Tutt’altri numeri per le due bodegas artigianali che visitiamo successivamente, Las Duelas e Casa Vieja, la cui produzione è direttamente collegata alla distribuzione diretta.

Da Santa Ana ci spostiamo vicino al villaggio di La Concepciòn attorno al quale si è sviluppata l’area a più alta vocazione vinicola della regione. Alla Casa Vieja, una casona del 1600 appartenuta ai gesuiti poi passata all’imprenditrice Doña Vita, si serve vino artigianale totalmente naturale ai tavoli del ristorante campestre.

Vino patero (da pata, piede), ottenuto pestando con i piedi l’uva, fino a ricavare il mosto senza utilizzare acciaio o altre attrezzature tecnologiche. Si pigiano piccole quantità di uva mettendo il mosto a fermentare in botti grandi per circa 3 settimane in un ambiente fresco col tetto di paglia e muri di argilla; per abbassare la temperatura delle botti non ci sono né serpentine né doppie pareti refrigeranti ma semplicemente si bagna l’esterno con acqua fresca.

Terminata la fermentazione viene filtrato e chiarificato con albume d’uovo, poi torna in botte grande per stabilizzarsi.

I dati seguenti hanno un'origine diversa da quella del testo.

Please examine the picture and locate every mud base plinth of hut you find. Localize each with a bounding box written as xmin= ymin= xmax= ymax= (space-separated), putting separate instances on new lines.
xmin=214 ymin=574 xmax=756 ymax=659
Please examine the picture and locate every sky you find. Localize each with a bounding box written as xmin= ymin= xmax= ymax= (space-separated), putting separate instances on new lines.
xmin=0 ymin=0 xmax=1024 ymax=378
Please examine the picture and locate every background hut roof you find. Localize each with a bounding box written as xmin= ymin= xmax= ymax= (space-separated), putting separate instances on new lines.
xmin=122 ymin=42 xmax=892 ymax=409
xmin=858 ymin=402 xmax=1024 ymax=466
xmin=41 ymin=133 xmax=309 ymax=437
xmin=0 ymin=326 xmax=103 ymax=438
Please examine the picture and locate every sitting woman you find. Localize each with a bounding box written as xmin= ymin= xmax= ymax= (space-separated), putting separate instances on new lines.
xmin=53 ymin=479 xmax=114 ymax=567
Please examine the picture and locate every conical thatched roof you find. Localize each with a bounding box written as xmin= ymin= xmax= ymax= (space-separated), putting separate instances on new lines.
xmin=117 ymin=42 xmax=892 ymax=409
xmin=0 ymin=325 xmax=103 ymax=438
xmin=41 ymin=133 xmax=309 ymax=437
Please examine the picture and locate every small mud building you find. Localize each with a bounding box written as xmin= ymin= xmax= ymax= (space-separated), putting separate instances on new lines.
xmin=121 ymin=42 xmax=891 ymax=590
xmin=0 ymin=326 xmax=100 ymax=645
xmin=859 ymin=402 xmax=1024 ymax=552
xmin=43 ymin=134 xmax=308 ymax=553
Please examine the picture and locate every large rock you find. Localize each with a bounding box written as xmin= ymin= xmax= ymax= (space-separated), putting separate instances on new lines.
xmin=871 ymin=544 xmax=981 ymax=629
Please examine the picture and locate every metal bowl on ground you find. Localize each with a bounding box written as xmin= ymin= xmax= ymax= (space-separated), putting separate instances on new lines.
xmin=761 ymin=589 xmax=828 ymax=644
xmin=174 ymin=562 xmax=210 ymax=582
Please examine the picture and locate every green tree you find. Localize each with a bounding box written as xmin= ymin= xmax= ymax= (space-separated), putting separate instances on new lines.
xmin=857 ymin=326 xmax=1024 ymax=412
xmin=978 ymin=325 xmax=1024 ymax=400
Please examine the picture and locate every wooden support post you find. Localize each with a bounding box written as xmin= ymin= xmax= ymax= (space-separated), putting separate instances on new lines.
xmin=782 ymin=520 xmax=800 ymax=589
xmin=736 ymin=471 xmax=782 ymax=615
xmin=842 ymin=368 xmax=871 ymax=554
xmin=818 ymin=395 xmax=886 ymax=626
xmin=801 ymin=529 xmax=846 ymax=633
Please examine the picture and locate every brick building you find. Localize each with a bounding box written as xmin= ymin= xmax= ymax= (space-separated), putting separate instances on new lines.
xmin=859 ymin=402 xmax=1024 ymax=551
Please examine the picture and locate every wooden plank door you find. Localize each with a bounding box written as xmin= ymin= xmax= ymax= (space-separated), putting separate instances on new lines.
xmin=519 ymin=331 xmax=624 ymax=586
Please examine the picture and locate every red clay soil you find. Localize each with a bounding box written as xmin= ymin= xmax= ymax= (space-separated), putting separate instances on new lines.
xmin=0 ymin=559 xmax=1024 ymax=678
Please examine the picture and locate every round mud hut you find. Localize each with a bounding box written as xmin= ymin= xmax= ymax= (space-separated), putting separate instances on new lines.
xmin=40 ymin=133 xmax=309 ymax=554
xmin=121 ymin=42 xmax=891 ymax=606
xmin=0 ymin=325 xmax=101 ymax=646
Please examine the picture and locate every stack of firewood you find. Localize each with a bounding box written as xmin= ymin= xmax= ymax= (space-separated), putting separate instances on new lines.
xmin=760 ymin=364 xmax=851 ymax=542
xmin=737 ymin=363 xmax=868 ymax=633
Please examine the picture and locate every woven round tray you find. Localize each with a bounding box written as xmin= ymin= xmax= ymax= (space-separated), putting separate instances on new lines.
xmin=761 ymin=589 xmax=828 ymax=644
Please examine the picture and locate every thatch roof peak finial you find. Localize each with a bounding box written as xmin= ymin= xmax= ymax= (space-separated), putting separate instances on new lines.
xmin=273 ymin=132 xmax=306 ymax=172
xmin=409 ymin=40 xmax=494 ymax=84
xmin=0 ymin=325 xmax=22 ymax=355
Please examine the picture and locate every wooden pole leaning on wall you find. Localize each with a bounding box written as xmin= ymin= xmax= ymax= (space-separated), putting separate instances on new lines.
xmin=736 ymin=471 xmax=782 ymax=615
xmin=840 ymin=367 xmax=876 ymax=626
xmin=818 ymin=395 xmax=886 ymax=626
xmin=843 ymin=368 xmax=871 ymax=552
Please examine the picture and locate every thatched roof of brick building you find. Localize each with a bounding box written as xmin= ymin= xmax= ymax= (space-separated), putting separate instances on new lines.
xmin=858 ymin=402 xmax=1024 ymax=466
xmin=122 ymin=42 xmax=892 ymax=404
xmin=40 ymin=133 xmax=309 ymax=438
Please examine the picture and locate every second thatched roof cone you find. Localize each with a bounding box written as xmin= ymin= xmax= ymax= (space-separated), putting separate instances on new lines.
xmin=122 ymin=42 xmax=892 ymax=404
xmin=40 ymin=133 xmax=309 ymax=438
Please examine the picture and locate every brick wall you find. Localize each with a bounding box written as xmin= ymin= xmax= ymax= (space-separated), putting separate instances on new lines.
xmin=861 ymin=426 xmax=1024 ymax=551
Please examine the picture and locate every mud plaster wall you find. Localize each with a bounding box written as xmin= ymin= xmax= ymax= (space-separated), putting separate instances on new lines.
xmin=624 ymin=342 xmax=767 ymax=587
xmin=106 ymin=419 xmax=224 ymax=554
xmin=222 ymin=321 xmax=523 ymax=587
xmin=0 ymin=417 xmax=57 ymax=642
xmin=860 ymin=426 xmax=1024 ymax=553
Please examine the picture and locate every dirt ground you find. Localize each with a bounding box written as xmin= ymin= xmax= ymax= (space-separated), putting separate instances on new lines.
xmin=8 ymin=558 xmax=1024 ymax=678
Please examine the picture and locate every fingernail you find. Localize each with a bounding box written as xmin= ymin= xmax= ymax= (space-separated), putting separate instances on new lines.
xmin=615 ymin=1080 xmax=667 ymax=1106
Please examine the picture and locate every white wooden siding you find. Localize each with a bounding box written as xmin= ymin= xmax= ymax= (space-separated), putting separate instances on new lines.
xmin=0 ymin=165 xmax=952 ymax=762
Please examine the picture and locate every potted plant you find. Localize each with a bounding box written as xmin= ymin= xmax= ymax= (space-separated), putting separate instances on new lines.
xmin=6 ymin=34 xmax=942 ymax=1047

Dopo circa 3 mesi è pronto per il consumo; un colore chiaro quasi scarico e un leggero spunto acetico sono da interpretare come garanzia di genuinità.

Casa Vieja è anche un ristorante dove la specialità della casa è il chancho a la cruz, maialino cotto lentamente alla brace, abbinamento ideale per un rosso di buona acidità.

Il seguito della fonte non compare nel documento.